Sanofi’s pivotal data came from four international multicenter studies that were part of the Rimonabant in Obesity and Related Metabolic Disorders (RIO) trials. Patients had a mean BMI of 34-37 in those studies, and a mean age of 45-55. Overall, they lost 9-12 pounds, or about 5% of baseline weight, though there was a trend toward a plateauing and then weight increase at the 2-year mark. In RIO-Lipids, patients taking the 20-mg dose saw an increase in HDL cholesterol of about 8%, and a decrease in triglycerides of 12%.
Neither the panel nor the FDA questioned Zimulti’s effectiveness; instead, safety was the big concern.
The FDA estimated that the relative risk for psychiatric adverse events in patients taking Zimulti in the four trials was 1.9, compared with placebo, and for neurologic adverse events the relative risk was 1.7. Four completed suicides have been reported for all of the company’s completed and ongoing trials, said Dr. Amy G. Egan of the FDA’s division of metabolic and endocrine products.
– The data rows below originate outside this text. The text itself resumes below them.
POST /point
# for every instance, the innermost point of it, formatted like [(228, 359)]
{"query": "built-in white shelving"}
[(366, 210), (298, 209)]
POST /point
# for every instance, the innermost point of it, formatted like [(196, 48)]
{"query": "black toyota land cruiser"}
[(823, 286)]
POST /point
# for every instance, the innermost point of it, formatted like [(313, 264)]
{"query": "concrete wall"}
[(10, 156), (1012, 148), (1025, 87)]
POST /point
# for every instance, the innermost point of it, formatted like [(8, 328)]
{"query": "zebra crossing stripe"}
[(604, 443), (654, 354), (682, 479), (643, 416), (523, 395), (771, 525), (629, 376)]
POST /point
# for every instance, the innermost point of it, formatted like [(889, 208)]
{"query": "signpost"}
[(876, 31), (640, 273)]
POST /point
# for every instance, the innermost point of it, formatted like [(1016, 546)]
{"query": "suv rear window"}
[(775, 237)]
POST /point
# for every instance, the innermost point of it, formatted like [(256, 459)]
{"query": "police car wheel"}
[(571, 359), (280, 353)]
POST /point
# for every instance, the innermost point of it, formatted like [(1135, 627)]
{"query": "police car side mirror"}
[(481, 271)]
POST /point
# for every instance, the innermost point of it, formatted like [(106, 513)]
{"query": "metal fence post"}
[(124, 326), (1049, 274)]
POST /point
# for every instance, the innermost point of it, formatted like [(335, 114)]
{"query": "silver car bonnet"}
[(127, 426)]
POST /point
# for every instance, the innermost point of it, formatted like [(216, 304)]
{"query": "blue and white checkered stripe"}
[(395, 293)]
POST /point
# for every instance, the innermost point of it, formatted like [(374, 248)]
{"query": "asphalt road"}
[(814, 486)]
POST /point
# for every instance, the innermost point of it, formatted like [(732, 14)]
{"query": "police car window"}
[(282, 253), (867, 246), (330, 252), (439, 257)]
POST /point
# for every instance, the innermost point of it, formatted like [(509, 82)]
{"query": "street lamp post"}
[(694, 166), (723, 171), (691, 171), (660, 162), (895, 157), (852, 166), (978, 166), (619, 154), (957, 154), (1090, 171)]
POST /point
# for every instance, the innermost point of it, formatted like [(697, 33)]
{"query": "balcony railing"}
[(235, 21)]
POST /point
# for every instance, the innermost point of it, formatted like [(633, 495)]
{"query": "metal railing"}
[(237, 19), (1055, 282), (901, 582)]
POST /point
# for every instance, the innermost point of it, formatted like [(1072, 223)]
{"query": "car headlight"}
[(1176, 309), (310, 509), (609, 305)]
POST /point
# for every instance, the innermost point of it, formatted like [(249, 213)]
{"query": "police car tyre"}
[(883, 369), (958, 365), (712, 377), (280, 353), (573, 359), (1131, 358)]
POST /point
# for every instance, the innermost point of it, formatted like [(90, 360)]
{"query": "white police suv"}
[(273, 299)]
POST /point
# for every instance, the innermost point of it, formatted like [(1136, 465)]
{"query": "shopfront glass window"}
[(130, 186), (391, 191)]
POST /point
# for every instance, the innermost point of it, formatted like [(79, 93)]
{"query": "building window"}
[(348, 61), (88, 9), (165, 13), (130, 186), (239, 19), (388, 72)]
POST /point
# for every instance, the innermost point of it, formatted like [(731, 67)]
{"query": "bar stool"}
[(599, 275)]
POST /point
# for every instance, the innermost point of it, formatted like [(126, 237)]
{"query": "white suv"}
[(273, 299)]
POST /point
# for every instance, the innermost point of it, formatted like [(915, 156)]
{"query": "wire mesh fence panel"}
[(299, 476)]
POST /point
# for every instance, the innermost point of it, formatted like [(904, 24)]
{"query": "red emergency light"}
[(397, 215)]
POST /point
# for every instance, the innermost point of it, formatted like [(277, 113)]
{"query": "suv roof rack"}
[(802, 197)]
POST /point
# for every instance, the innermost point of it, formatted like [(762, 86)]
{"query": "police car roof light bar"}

Because of the high drop-out rate seen in the trials–32%-49% in the first year, and 23%-58% in the second year–the relative risk may be underestimated, Dr. Egan said.
Postmarketing data from the European Agency for the Evaluation of Medicinal Products (EMEA) show that since rimonabant (marketed as Acomplia) was launched in Europe in 2006, there have been 384 adverse event reports, with 208, or 54%, classified as psychiatric, said Dr. Eric Colman, deputy director of the division of metabolic and endocrine drug products at the FDA. Those figures can be compared with the 117 psychiatric reports (21% of the total 567 reports) for sibutramine since 1999, and 208 (8% of the total 2,734 reports) for orlistat since 1998. Dr. Colman said.
Zimulti appeared to double the risk of psychiatric adverse events, increased a variety of neurologic events, and increased nausea and vomiting, said Dr. Egan, adding that many of the risks “appear to be more pronounced in diabetics.” And, she said, the FDA believes that given its pharmacologic properties, Zimulti’s association with increased suicidality “is causal.”